One of the basic facts known for discrete-time Markov decision processes is that, if the probability distribution of an initial state is fixed, then for every policy it is easy to construct a (randomized) Markov policy with the same marginal distributions of state action pairs as for the original policy. This equality of marginal distributions implies that the values of major objective criteria, including expected discounted total costs and average rewards per unit time, are equal for these two policies. This paper investigates the validity of the similar fact for continuous-time jump Markov decision processes (CTJMDPs). It is shown in this paper that the equality of marginal distributions takes place for a CTJMDP if the corresponding Markov policy defines a nonexplosive jump Markov process.

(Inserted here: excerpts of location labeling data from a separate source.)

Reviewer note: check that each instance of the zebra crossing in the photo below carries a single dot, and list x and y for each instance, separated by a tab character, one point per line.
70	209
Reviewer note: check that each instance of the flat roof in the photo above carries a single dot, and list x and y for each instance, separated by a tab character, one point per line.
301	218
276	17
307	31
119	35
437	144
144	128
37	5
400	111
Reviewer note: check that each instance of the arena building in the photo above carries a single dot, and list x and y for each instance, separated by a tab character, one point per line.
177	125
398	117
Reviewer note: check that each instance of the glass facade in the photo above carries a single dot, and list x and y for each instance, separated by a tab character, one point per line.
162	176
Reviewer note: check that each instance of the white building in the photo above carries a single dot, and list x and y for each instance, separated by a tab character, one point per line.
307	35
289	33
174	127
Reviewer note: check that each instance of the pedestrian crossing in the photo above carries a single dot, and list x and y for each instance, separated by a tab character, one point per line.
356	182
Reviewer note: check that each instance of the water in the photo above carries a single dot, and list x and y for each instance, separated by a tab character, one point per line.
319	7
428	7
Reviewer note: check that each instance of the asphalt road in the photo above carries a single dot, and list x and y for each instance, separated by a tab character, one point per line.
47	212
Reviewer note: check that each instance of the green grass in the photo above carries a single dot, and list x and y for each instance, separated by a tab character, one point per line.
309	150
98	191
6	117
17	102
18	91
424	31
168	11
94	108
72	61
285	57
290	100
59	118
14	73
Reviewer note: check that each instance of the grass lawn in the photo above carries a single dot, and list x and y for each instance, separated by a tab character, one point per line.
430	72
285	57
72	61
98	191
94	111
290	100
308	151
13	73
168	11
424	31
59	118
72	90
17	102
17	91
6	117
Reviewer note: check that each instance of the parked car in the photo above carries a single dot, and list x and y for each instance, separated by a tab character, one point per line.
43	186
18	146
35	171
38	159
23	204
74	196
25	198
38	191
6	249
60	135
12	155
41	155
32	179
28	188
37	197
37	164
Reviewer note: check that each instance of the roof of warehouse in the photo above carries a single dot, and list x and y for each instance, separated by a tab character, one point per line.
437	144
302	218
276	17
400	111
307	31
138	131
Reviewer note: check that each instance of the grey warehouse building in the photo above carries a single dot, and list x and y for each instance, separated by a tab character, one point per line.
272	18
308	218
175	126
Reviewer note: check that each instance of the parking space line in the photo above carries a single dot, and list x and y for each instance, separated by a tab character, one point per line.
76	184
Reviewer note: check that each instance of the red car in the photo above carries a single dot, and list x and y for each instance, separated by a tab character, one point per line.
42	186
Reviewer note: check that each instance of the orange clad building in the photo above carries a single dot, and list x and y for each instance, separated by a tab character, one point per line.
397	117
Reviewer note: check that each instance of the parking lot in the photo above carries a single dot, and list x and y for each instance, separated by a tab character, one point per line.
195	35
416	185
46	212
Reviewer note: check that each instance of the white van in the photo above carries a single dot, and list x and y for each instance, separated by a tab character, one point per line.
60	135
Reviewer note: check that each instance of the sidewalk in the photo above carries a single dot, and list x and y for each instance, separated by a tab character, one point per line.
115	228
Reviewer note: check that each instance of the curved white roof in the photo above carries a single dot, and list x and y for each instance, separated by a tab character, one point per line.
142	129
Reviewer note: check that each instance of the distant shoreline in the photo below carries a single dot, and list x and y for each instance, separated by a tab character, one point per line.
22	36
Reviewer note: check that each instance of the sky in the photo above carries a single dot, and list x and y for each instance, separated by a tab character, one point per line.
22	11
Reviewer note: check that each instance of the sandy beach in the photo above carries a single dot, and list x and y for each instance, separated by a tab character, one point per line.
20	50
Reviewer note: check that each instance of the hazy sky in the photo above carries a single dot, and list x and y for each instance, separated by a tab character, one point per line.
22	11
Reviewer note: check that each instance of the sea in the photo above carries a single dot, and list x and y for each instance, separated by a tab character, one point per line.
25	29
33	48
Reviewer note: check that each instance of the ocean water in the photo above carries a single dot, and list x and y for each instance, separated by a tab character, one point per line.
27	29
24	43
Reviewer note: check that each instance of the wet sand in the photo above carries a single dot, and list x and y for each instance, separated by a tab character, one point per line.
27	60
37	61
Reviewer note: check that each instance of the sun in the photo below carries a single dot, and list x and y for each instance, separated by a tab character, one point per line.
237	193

If this Markov process is explosive, then at each time instance, the marginal probability, that a state-action pair belongs to a measurable set of state-action pairs, is not greater for the described Markov policy than the same probability for the original policy. These results are applied in this paper to CTJMDPs with expected discounted total costs and average costs per unit time. It is shown for these criteria that, if the initial state distribution is fixed, then for every policy, there exists a Markov policy with the same or better value of the objective function.

Automated summary

Research shows that in continuous-time jump Markov decision processes, the marginal distributions are equal if the corresponding Markov policy defines a nonexplosive jump Markov process. If the Markov process is explosive, the marginal probability at each time instance does not exceed that of the original policy. Additionally, for continuous-time jump Markov decision processes, there exists a Markov policy with the same or better value of the objective function for every policy when the initial state distribution is fixed.